As a signatory to the Universal Declaration of Human Rights (UDHR), 1948, India accepts that ‘recognition of the inherent dignity and the equal and inalienable rights to all members of the human family is the foundation of freedom, justice and peace in the world’[10]. Hence, upholding the Human Rights of the Indian soldiers in CI/CT environment is a necessity both with respect to international declarations as well as national legislations. All CI/CT operations are conducted based on three principles- maximum restraint, minimum force and minimum collateral damage. Moreover, there exist strong legal mechanisms in the country that address the allegations of Human Rights abuses by the Armed Forces personnel while on official duties.

However, the country lacks a similar mechanism that protects or deals with cases wherein the Human Rights and Fundamental Rights of an Indian soldier is violated. With a petition filed in the Supreme Court seeking the intervention of the Apex Court to protect the dignity and Human Right of the soldiers facing the stone pelters in Jammu and Kashmir[11], one can hope that soon with the meaningful intervention of the Supreme Court, even the Human Rights of the Indian Soldiers will receive appropriate attention and will no longer be overlooked by certain sections of the society.


[1] Vivek Chadha, “Indian Army’s Approach to Counter Insurgency book”, (IDSA: New Delhi, 2016), pp. 6.

[2] K S Sheoran, Human Rights and Armed Forces in Low-intensity Conflicts (New Delhi: KW Publishers, 2010), pp.1.


[4] Headquarters Army Training Command, Doctrine for Sub Conventional Operations (Shimla, 2006).

[5] S G Vombatkere, ‘Do Soldiers Have Human Right? Far-reaching Implications’, Countercurrents, 5 July 2017.

[6] Ram Swarup v. Union of India (AIR 1965 SC 247).

[7] Prabhas K Dutta, ‘Why Hizbul Mujahideen is rattled after murder of Army officer Ummer Fayaz’, India Today, 13 May 2017.

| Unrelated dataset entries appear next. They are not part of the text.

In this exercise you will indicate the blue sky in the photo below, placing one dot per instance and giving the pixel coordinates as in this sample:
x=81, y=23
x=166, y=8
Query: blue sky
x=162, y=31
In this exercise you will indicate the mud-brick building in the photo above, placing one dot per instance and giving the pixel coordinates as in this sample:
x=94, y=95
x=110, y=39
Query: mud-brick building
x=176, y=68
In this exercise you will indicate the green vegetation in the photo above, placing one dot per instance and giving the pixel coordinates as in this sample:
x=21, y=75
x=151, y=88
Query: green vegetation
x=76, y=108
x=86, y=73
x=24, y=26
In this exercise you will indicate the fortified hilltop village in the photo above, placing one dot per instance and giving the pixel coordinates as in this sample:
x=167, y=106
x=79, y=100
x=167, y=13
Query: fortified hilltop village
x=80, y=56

[8] PTI, ‘J&K : Army jawan injured in stone-pelting dies’, Times of India, 26 October 2018.

[9] PTI, ‘No restrictions in Kashmir, only misinformation about it being spread, says Amit Shah’, 29 September 2019.

[10] Malcolm N. Shaw, International Law, (New York: Cambridge University Press. 2008), pp. 265.

[11] Samanwaya Rautray, ‘Protect dignity, human rights of personnel facing stone pelters’, 26 February 2019.